小さな机とタンス、それに地下へと続く階段があるだけだ。
「兄ちゃん、奴隷を購入した経験は?」
「初めてですけど……」
ゴボダラに尋ねられ、素直に答える俺。
「なるほどな。これから地下牢に案内してやる。だが、その前に」
ゴボダラは右手を差し出す。
……えっと、握手かな?
俺は彼のゴツゴツした手を握り返した。
「ざけんな、案内料をよこせっつっているんだ」
「案内料?」
マジかよ。
「えっと、いくらでしょう?」
俺の問いに、ゴボダラはニヤリと笑う。
「大判金貨一枚ってところかね」
ふむぅ。
それが高いのかどうかも分からん。
だが、確か無限収納の中に大判金貨が入っていたよな。
ここでケチって揉めても仕方がないか。
「わかりました」
俺は頷いてメニュー画面を表示。無限収納の魔法を選んで大判金貨を一枚取り出した。
「どうぞ」
俺が大判金貨を渡すと、ゴボダラは目を見開いて驚いていた。
「……あの、何かマズかったでしょうか?」
「いや……なんでもない。確かに受け取った。じゃあついて来い」
うーん、今のゴボダラの顔、ちょっと気になるな。
何か致命的なことをしてしまったような嫌な感触がある。
だが、何がマズかったのか、イマイチ分からない。
地下への階段を下りると、そこにはいくつもの牢屋があった。
牢屋の中には老若男女様々な奴隷がいる。
奴隷達はやってきた俺達を少し横目で見て、そしてすぐに興味を失った様子だ。
地下全体から嫌な臭いがしている。おそらく、奴隷達の汗や排泄物などの臭いだろう。
窓もないので思わず鼻を摘まみたくなるくらいだ。
ハエのような虫もブンブン飛んでいて、お世辞にも快適な空間ではない。
「それにしても、子どもの奴隷が欲しいなんてあんたもモノ好きだな。うちにはもっと働き手として役に立つ商品もいるぜ」
「はあ……」
「それともあれかい? お金持ちならではの趣味ってヤツかい?」
彼の浮かべた下品な笑みの意味が分からず、戸惑う俺。
「いえ、俺はお金持ちじゃないですよ」
その言葉に、ゴボダラは笑い顔。
「そうかいそうかい。あんた、なかなか面白いな。そういえばまだ名前も聞いていなかったな」
「あ、これは失礼しました。ショート・アカドリといいます」
「ふーん、ショートね。覚えておこう。
……と、ここだ」
案内された牢屋の中には、幼い奴隷が2人。シルシルのところのテレビで見たままの双子がいた。
ゴボダラが牢の鍵を開け、中に入る。
幼子2人はビクッと震え、片方の子――おそらく女の子の方――がもう一人を庇うように立つ。

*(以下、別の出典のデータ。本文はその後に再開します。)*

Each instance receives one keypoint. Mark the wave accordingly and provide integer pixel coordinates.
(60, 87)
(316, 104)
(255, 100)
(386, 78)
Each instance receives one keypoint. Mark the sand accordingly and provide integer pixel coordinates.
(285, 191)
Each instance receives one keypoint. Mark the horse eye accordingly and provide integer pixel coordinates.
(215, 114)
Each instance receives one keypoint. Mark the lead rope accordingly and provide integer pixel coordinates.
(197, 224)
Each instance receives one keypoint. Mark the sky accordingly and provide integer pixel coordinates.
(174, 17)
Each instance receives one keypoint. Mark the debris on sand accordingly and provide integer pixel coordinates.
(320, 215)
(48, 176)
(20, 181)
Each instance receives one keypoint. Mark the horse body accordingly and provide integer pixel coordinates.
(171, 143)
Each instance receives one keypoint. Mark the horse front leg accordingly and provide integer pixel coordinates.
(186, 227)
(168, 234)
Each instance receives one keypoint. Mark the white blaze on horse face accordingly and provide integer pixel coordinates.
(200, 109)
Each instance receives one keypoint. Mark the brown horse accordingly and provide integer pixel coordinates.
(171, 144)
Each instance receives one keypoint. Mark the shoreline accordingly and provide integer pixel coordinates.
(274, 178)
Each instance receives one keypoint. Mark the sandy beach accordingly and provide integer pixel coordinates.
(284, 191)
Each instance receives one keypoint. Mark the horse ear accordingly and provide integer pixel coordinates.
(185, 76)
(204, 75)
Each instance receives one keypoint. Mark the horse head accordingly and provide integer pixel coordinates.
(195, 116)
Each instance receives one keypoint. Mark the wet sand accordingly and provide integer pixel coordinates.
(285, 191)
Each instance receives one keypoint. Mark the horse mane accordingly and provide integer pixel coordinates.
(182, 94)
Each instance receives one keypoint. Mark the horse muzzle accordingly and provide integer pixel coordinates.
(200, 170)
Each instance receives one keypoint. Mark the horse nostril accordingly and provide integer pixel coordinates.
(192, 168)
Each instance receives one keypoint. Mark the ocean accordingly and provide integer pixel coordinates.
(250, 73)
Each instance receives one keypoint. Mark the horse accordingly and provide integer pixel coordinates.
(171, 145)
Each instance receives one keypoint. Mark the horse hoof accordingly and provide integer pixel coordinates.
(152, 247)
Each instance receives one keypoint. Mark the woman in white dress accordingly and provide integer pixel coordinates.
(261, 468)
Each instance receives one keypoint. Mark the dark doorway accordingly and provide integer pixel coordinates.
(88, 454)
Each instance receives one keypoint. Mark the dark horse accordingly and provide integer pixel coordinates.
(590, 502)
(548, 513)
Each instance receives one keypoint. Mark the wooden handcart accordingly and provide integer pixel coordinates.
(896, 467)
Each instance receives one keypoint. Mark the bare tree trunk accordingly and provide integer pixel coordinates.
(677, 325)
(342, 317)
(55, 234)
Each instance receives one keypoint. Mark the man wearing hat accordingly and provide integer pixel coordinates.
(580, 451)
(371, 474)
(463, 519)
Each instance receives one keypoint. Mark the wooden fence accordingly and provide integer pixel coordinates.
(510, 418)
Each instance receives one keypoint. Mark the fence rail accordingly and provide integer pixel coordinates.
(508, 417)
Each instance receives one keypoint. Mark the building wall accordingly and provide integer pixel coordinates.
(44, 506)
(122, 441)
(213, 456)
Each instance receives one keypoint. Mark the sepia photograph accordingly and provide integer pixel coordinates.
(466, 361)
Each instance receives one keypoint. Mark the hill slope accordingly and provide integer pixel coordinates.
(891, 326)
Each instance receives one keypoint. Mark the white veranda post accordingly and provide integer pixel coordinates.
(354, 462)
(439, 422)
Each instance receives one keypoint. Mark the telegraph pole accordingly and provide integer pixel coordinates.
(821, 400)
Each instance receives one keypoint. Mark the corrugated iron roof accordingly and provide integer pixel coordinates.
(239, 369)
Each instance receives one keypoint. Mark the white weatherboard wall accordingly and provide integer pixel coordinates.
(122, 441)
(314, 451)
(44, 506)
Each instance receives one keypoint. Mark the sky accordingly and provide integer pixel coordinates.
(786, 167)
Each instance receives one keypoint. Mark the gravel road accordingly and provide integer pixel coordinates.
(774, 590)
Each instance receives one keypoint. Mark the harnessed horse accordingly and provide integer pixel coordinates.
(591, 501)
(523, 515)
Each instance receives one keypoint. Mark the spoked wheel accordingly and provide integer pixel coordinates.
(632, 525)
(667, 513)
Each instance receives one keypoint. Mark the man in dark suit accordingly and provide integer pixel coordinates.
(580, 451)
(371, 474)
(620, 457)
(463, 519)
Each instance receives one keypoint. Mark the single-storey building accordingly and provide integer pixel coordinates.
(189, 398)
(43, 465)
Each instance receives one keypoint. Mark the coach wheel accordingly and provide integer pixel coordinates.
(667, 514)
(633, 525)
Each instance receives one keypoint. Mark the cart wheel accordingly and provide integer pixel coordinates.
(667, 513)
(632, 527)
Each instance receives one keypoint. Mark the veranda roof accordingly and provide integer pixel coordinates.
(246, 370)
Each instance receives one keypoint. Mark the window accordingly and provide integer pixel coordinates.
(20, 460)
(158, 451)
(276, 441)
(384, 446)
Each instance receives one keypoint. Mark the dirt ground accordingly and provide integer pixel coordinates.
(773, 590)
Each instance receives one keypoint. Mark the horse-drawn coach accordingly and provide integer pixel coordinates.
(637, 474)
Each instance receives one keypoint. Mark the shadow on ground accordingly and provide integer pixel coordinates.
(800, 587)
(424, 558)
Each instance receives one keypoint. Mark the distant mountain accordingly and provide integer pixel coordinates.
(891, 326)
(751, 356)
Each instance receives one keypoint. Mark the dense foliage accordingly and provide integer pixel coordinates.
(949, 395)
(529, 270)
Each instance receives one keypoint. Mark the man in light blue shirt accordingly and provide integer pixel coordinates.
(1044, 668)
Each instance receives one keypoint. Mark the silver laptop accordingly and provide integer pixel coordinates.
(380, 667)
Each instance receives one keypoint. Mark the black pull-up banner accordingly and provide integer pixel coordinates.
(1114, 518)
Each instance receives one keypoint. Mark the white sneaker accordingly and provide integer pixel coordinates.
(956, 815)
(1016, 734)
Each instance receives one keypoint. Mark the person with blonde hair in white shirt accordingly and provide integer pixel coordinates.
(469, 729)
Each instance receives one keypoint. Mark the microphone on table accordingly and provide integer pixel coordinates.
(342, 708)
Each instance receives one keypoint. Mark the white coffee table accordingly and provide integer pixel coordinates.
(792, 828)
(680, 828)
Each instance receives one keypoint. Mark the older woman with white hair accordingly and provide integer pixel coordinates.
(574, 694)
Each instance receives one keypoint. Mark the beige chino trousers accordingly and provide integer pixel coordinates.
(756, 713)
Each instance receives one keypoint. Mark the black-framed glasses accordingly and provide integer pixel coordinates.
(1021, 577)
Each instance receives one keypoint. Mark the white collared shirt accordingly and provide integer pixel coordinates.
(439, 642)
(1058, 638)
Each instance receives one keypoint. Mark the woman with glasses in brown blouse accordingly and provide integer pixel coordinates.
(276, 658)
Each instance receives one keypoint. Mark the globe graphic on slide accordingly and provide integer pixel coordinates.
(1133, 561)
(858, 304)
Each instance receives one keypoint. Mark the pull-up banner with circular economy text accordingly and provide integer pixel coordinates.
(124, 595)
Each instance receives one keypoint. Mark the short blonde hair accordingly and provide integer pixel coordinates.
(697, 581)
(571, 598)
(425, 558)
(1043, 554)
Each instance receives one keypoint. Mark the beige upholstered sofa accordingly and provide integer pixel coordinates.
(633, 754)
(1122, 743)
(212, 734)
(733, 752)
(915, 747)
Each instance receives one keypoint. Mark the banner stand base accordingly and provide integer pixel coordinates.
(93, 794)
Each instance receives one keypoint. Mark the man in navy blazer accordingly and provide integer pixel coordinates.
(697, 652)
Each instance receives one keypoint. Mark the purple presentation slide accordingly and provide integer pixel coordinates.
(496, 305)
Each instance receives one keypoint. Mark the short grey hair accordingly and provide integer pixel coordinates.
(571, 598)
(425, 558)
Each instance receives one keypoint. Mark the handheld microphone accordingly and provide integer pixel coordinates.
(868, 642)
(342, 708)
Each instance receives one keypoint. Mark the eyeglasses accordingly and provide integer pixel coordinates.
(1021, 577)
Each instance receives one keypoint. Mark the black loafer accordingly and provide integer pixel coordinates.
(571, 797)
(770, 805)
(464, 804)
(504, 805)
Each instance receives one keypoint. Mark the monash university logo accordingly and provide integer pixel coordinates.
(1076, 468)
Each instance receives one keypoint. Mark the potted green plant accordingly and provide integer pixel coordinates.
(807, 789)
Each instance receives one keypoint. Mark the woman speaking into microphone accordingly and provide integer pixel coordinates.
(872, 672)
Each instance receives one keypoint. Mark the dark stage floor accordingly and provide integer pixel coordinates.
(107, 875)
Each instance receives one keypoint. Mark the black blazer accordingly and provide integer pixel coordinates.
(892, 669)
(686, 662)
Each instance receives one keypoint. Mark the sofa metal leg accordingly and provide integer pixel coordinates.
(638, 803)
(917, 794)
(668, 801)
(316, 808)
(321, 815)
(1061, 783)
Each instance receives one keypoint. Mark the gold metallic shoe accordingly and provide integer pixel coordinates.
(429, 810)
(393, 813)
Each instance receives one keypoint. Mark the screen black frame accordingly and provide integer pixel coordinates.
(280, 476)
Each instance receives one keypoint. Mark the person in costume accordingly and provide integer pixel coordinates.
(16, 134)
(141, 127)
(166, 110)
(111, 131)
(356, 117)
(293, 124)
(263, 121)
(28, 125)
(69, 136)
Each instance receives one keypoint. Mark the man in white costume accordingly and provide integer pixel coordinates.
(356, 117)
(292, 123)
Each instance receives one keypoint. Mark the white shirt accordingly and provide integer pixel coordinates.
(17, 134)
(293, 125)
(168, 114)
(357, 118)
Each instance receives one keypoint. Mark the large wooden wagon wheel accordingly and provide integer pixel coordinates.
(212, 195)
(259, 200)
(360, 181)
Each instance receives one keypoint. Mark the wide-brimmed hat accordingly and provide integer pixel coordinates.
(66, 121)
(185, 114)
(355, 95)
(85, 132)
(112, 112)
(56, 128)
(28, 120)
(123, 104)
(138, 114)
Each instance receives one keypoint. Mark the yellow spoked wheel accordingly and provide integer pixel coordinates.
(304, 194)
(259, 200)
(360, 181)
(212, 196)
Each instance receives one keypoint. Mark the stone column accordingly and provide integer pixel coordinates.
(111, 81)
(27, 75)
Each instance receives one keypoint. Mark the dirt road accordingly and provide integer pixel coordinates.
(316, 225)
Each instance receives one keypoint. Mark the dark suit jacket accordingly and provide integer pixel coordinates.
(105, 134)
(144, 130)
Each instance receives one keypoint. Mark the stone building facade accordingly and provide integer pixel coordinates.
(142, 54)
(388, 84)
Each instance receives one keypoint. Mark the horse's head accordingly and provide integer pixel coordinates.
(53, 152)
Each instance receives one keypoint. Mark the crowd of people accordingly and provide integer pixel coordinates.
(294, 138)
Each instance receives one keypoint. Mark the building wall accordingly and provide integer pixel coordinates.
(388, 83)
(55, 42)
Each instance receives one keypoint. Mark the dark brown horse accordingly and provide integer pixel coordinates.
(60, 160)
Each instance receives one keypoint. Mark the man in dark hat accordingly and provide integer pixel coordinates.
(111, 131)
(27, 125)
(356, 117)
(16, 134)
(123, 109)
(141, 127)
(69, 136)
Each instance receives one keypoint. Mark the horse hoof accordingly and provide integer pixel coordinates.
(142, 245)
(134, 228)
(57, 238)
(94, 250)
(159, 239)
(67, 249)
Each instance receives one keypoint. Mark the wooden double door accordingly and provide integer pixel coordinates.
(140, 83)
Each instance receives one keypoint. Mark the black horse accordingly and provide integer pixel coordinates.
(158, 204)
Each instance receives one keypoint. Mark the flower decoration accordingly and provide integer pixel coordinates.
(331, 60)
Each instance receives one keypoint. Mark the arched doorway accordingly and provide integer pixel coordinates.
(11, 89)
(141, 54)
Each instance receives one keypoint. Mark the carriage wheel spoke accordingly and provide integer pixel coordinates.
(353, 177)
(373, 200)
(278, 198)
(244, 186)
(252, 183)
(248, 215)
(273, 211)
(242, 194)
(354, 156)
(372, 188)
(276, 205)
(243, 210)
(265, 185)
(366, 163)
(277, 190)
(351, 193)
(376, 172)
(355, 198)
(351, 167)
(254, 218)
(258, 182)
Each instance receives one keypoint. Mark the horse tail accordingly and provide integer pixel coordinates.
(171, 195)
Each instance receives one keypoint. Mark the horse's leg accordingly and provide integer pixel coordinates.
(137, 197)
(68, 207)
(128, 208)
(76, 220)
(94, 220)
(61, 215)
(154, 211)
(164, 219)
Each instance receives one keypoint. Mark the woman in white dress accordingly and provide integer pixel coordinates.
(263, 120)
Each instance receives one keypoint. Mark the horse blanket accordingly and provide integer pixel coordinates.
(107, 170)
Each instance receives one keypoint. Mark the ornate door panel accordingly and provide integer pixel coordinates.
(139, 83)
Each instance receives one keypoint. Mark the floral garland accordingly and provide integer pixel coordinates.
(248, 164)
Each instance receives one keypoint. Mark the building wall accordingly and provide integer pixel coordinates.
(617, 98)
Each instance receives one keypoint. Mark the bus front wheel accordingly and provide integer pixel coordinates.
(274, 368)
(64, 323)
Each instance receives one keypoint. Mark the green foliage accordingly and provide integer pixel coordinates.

「そんなに警戒するな。《《今日は》》痛いことはしないから」
だが、子ども達は警戒を解かない。
それはそうだろう。
ゴボダラは『今日は』と言った。
それはつまり、いつもは痛いことをしているという意味だ。
「こっちの兄ちゃんがお前達を買いたいらしい」
その言葉に、双子は俺を見る。
えっと、どうしたらいいかな。
とりあえず、第一印象は大切だよね。
俺はニッコリ笑って右手をふった。
「えっと、よろしくね。アレルくん、フロルちゃん」
2人の目には、あからさまな警戒が浮かぶのであった。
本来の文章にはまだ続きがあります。